Sarbanes Oxley Section 404




Sarbanes Oxley Section 404: The Basics On Financial Internal Control Reporting


Sarbanes Oxley Section 404

Sarbanes Oxley Section 404: The basics on financial internal control reporting

SARBOX (SOX) section 404 requires all publicly-traded companies doing business in the United States to report on the internal control procedures used during reporting and auditing of ALL financial activity. In short, SOX 404 is a BIG deal; esp. in light of  recent, internal-control failures. Failures that played a large part in the tidal wave of financial scandals that battered corporate America in the late 1990s and early 2000s, (i.e., Enron and WorldCom).

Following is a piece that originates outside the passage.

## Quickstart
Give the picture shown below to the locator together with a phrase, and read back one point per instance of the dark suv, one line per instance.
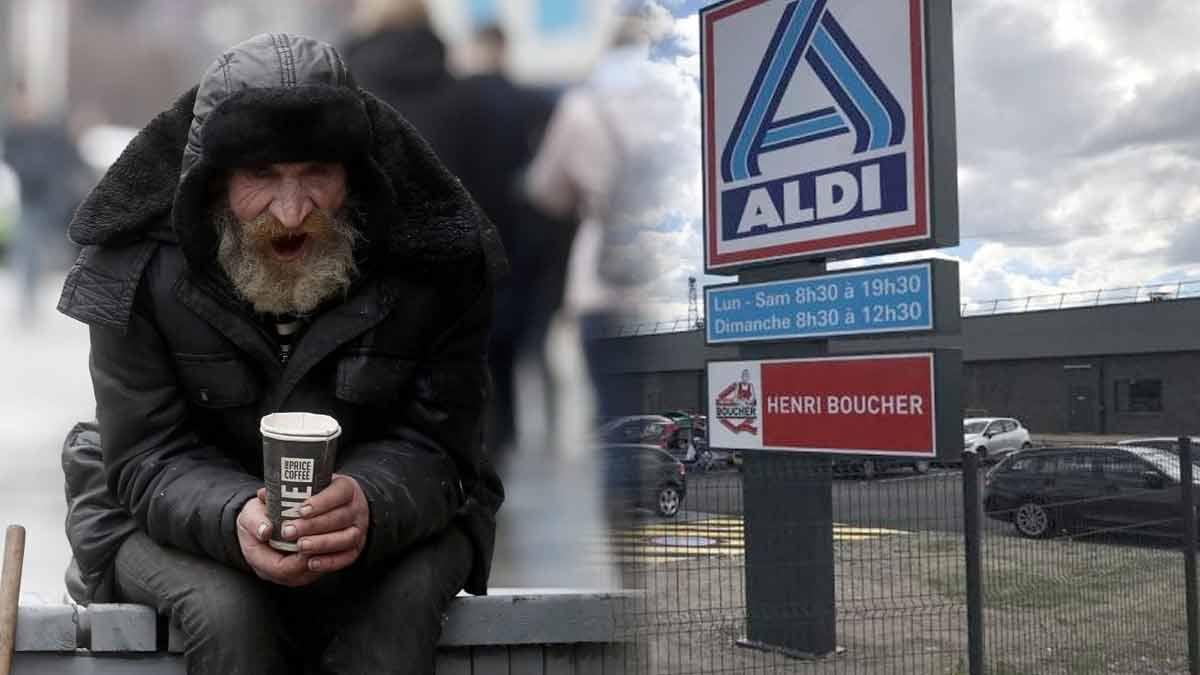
(1047, 490)
(642, 477)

Sarbanes Oxley Section 404

Sarbanes Oxley Section 404 (even though rather small in size) is one of [if not the] most contentious sections lurking within the depths of the legislation. This is due to the fact that it requires an incredible amount of time, expense, and overall stress on corporations required to comply, primarily in the IT and accounting divisions of a corporation.

The goal of this article is to briefly outline the specifics of SARBOX section 404 and quickly summarize its effects.

SARBOX Section 404: The Basics

Restated simply, SARBOX section 404 asserts corporate management to develop and maintain sufficient procedures relating to the internal control of financial reporting; as well as assessing their efficacy.

Independent auditors (contracted by the corporation) are responsible for assessing and verifying corporate management’s financial-reporting procedures and providing subsequent reports. Auditors must also provide reasonable assurance that ALL financial reporting is reliable and transparent. The following information should be included in the auditors final report:

·        All corporate assets [in relative completeness] are to be accurately and justly shown.

 

·        Affirmation that all corporate financial activity has been done so under the direct authorization of corporate management and verified by auditors.

 

·        Provide moderate certainty that an adequate level of checks are in place safeguarding against any unauthorized use of company assets.

The above-mentioned roles of management and the assigned auditors are critical to successful Sarbanes Oxley Section 404 compliance. Their effects on corporations vary according to how well the additional tasks have been managed. As a whole, however, once procedures and management systems are in place, SARBOX section 404 compliance no longer becomes as great a weight on corporate resources.

Assuming the above requirements have been met, corporate investors should feel more at ease in knowing their money is being well-stewarded by the corporations they entrust it to; which in a nutshell is one of the overall goals of SARBOX: That of public trust regained.

In Conclusion:

Without question, The Sarbanes Oxley Act has transformed the landscape of how publicly-held corporations manage and report their financial activities and disclosures. SARBOX is NOT an option. It is law. Law targeted toward bringing financial responsibility, accountability, and integrity back to corporate America.